Русский флаг - страница 24
Аудиторша возмущенно передернула плечами.
– Разрешите полюбопытствовать: из чего состоят чудодейственные нити, которыми соединяются фортепьяно?
Над этим аудиторша задумывалась так же мало, как над происхождением вселенной. Ее серое лицо побагровело.
Жена столоначальника незаметно ущипнула мужа.
– Впрочем, – сказал он, кашлянув, – кто знает, каких чудес мы дождемся от электричества.
Мир восстановлен.
В зале вдруг стало тихо. Порыв ветра донес до людей слитный шум ольхи и берез, скрип калитки и песню, которую пел высокий молодой голос:
– Кочнев поет. Артист! Второго не сыщешь, – сказал Завойко, когда звуки растаяли за окном и над залой опять повис гул многих голосов.
Судья неприязненно посмотрел на Завойко.
«Моего голоса небось не узнает в темноте. А мужика – изволь…» Но встретившись со взглядом губернатора, поспешно улыбнулся.

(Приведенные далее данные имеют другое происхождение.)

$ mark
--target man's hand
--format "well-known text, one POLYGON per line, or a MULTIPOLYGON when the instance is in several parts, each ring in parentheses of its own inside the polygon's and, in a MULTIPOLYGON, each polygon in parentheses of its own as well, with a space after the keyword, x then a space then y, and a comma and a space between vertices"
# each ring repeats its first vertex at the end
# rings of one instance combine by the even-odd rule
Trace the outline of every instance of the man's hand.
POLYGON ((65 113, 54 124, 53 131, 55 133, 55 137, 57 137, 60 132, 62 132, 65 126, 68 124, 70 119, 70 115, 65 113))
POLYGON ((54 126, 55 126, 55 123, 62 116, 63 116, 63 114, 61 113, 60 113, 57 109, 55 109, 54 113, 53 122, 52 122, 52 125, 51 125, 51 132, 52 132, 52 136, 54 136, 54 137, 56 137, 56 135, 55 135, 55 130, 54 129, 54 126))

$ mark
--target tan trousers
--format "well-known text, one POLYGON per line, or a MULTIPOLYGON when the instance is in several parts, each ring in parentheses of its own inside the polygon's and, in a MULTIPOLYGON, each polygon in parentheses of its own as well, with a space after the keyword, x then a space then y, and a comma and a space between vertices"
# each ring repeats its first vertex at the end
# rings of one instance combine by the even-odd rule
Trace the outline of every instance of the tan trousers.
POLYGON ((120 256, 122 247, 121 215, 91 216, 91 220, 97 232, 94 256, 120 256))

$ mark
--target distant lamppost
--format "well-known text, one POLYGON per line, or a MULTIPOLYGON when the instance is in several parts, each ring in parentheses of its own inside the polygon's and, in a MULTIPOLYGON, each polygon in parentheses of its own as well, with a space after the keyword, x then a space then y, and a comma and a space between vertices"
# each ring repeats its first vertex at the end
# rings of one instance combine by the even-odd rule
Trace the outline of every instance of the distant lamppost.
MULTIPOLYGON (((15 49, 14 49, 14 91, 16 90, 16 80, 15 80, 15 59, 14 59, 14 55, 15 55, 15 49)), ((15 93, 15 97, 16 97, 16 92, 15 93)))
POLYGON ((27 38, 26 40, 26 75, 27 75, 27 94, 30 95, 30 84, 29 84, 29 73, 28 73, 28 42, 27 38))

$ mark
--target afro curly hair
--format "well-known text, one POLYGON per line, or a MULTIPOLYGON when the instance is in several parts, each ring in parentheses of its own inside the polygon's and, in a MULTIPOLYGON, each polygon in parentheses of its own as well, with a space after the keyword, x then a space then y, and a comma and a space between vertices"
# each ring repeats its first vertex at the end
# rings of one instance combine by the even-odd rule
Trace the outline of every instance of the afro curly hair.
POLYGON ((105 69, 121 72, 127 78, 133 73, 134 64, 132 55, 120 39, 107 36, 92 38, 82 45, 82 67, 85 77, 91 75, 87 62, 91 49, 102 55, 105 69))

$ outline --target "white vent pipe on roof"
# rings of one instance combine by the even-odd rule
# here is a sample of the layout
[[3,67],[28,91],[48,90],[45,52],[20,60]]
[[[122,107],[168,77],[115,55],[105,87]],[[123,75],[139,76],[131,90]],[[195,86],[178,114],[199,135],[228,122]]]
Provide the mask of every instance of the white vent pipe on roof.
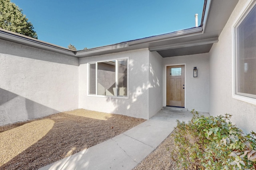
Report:
[[195,18],[196,19],[196,27],[197,27],[198,26],[198,14],[196,14],[196,15],[195,15]]

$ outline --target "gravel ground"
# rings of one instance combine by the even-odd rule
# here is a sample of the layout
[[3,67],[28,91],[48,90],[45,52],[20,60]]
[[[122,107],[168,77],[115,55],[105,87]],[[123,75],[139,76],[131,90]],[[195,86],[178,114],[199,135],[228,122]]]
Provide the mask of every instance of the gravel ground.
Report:
[[178,169],[171,156],[171,150],[175,147],[173,137],[171,135],[171,134],[134,168],[134,170]]
[[0,170],[37,169],[146,120],[83,109],[0,127]]

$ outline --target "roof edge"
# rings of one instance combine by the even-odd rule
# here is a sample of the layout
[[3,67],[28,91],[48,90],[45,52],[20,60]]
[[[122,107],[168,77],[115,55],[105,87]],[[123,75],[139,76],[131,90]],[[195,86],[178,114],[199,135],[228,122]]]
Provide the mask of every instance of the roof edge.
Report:
[[0,37],[4,40],[75,57],[76,51],[1,28]]

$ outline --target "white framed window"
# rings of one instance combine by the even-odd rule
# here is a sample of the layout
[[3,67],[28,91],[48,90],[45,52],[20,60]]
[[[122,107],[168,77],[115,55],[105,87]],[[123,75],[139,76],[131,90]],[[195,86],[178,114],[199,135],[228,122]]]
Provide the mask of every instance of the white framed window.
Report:
[[256,104],[256,2],[234,26],[234,97]]
[[128,98],[128,63],[127,58],[88,63],[88,95]]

Во внешности Завойко не было ничего начальственного. Глаза, светлые, умные, внимательно смотрели из-под густых изогнутых бровей. Правая бровь всегда приподнята не то насмешливо, иронически, не то с готовностью слушать, понимать и удивляться. Василию Степановичу около пятидесяти лет, но выглядел он, как это нередко бывает с русыми энергичными людьми, много моложе. Его молодили солдатские усы, свисавшие двумя веселыми кисточками у рта, полные, подвижные губы жизнелюбца, светлые шелковистые волосы, вьющиеся у висков и на затылке, высокий, спокойный лоб и чисто выбритое лицо добряка и насмешника. Роста он был невысокого, отличался подвижностью и поражавшей всех неутомимостью. Хотя жизнь Завойко прошла в трудах и заботах, годы еще не исчертили его лицо морщинами, не подернули желтизной голубоватую эмаль глаз. Края, где прожил детство и молодость Завойко: тонувшая в садах Полтава, Крым, Черное море, – надолго зарядили его живой, кипучей энергией. Еще и теперь, после двух кругосветных плаваний и четырнадцати лет службы в бассейне Охотского моря и на Камчатке, в нем иногда проскальзывали черты веселого полтавского бурсака, умеющего встречать беды с такой же шуткой, с какой и принимать чины и награды.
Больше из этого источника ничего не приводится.